Corydon-Osborne development plan scrapped
Business owners claim plan will kill neighbourhood growth
Angry business owners have succeeded in getting a city committee to scrap a major development plan for Winnipeg's Corydon-Osborne area.
A heated meeting of the city's property committee began Tuesday morning at city hall with several business owners from Corydon Avenue calling the proposed plan's preliminary recommendations excessively restrictive and insulting.
Plan area
- Click here to see the area bordered by the Corydon-Osborne plan.
- Details of the proposed plan can be viewed here.
The Corydon BIZ members blame city planners and area Coun. Jenny Gerbasi for the report, which was still in development.
The business owners say the plan will assign more regulations in that area than other areas of the city and will kill growth on Corydon as a result.
"It's a no-growth, shut-us-down, shut-Corydon-down-and-the-neighbourhood-down document. It's full of rules and regulations that prohibit the entrepreneurial spirit and drive to continue," said Pizza Hotline owner Jerry Cianflone, who owns the Café 22 restaurant on Corydon Avenue.
Cianflone had won a battle with city hall last year to expand his property. His initial proposal was turned down, but he fought it.
Similarly, Cianflone not long ago presented a plan to build a five-unit condo on a single property parcel that was once home to a single-family dwelling on Nassau Street North in the area.
The pitch was turned down by a committee, of which Gerbasi was a member. Cianflone appealed the decision and won. It was later given approval by council.
Cianflone and other Corydon BIZ representatives say the opposition to development in the area comes from a small group of retired homeowners who have a NIMBY (Not In My Backyard) sentiment.
City urged to hire consultant instead
He urged the city to kill the proposed plan and hire a third-party consultant to draft a new one that will enable development in area.
'A huge amount of resources have gone into it [and] it's now being cancelled in midstream. It's a waste of taxpayers' money.' —Coun.

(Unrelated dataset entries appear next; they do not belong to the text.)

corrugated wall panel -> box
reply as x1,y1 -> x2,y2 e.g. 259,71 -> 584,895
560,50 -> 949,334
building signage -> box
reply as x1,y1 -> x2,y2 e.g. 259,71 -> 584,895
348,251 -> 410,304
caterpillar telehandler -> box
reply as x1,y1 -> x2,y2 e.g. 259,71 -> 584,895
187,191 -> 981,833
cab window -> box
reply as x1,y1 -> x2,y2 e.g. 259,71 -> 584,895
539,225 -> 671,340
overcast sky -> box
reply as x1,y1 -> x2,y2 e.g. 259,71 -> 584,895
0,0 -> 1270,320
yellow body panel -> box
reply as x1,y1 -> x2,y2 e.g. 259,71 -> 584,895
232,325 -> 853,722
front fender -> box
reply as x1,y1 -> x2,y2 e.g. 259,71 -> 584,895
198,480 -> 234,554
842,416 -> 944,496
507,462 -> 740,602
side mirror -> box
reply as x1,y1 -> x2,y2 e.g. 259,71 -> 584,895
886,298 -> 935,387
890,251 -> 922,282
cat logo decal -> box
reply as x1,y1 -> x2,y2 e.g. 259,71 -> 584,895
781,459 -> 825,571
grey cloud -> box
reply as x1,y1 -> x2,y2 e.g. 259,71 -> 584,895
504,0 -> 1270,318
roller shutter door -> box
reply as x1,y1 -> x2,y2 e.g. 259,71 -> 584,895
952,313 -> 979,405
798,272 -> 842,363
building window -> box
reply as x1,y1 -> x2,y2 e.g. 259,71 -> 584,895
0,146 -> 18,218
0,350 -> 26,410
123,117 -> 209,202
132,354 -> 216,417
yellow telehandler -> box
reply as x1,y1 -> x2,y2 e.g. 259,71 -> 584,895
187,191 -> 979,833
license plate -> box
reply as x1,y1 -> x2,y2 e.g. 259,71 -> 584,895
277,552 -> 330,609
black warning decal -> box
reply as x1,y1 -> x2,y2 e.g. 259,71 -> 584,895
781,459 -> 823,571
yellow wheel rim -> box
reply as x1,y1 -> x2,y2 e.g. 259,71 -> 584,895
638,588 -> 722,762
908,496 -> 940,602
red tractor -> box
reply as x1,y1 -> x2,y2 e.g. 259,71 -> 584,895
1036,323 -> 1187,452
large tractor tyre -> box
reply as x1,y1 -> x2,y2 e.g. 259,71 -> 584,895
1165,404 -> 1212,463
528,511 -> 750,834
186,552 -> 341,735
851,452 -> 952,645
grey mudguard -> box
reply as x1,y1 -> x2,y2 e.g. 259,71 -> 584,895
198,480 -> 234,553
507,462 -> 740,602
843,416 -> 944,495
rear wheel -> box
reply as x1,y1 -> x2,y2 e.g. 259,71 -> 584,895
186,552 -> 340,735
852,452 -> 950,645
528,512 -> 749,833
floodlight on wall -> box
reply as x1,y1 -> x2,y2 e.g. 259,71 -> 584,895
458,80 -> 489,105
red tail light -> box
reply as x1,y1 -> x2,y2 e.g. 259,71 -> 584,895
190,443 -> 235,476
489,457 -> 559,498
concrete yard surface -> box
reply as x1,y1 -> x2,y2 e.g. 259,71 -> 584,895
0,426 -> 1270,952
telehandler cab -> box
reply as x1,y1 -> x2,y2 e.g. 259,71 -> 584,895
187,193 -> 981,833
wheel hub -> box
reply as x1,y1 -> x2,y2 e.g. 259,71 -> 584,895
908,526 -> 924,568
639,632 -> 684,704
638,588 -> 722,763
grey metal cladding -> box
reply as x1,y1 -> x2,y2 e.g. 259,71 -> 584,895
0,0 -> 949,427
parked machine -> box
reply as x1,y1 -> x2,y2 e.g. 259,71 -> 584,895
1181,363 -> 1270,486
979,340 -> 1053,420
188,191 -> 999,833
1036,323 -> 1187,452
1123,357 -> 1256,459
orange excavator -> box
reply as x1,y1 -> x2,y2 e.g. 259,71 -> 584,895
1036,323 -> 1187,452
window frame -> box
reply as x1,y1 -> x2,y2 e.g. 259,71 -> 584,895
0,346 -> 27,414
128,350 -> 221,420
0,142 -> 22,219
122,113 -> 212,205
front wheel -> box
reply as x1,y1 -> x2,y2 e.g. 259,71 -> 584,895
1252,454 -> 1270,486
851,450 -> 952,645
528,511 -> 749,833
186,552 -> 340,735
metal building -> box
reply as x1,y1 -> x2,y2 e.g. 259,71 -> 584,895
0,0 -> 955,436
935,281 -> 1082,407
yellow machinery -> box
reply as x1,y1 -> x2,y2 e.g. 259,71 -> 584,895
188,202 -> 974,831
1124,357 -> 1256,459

Jenny Gerbasi
Cianflone said a new report will be better for everyone, "but only if our local councillor and our city planning department are out of that process."
Gerbasi said the protest of Corydon plan was premature because it had not even been written yet.

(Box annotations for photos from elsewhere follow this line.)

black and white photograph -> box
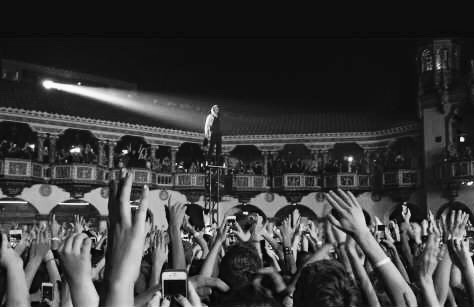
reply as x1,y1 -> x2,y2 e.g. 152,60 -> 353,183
0,32 -> 474,307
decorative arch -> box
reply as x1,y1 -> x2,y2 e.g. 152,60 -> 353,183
0,197 -> 39,225
436,201 -> 474,224
421,49 -> 433,72
49,199 -> 101,225
224,204 -> 267,220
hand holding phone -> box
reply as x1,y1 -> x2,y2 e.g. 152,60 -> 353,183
161,270 -> 188,298
8,229 -> 23,248
41,282 -> 54,302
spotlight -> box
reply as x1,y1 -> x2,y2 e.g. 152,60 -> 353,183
42,80 -> 54,90
69,147 -> 81,153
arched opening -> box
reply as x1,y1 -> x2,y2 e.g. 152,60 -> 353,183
0,197 -> 39,226
390,202 -> 427,224
384,137 -> 421,170
176,142 -> 205,173
186,204 -> 204,231
436,201 -> 474,225
0,121 -> 37,160
50,199 -> 101,226
325,143 -> 365,173
421,49 -> 433,72
56,129 -> 99,164
114,135 -> 150,168
275,204 -> 318,224
228,145 -> 263,175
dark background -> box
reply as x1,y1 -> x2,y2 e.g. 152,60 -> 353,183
0,34 -> 474,118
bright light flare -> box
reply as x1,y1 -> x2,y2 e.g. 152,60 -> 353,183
42,80 -> 54,90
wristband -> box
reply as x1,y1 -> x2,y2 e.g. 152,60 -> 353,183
375,257 -> 391,268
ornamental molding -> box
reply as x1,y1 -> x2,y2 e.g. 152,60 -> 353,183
0,107 -> 421,151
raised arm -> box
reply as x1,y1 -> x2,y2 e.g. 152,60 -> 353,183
59,233 -> 99,307
200,220 -> 228,277
168,197 -> 186,270
104,174 -> 149,307
416,233 -> 441,307
326,189 -> 417,306
0,233 -> 30,307
346,236 -> 380,307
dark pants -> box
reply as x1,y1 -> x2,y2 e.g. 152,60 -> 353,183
207,134 -> 222,163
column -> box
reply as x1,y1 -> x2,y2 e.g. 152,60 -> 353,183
109,141 -> 117,168
36,133 -> 46,162
263,151 -> 270,176
322,150 -> 329,168
171,147 -> 178,173
48,135 -> 58,163
97,140 -> 105,165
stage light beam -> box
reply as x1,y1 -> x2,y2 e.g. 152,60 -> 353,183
42,80 -> 54,90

She said she was stunned by the vehement opposition from the businesses, who she said would have had a say in the planning process.
"I'm almost speechless. I've never heard of anything like this. A huge amount of resources have gone into it [and] it's now being cancelled in midstream. It's a waste of taxpayers' money," Gerbasi said.
City planners and the project's community planning advisory committee (CPAC) have been holding a series of open houses over the past year to present their ideas and gather feedback to shape the plan's key concepts.
By noon, after lengthy debates about the plan, Coun. Russ Wyatt introduced a motion to disband the plan and start anew with more input from businesses.
"We shouldn't have had to deal with this today and move this motion. It should've been resolved in the community, working together. That didn't happen; that's why it came to us," Wyatt later told reporters.
Coun. Mike Pagtakhan said he was willing to give Gerbasi the benefit of doubt and not cancel the plan before it is written.
However, a vote was passed to suspend the plan and start fresh. The final decision still rests with council as a whole, which will meet later this month.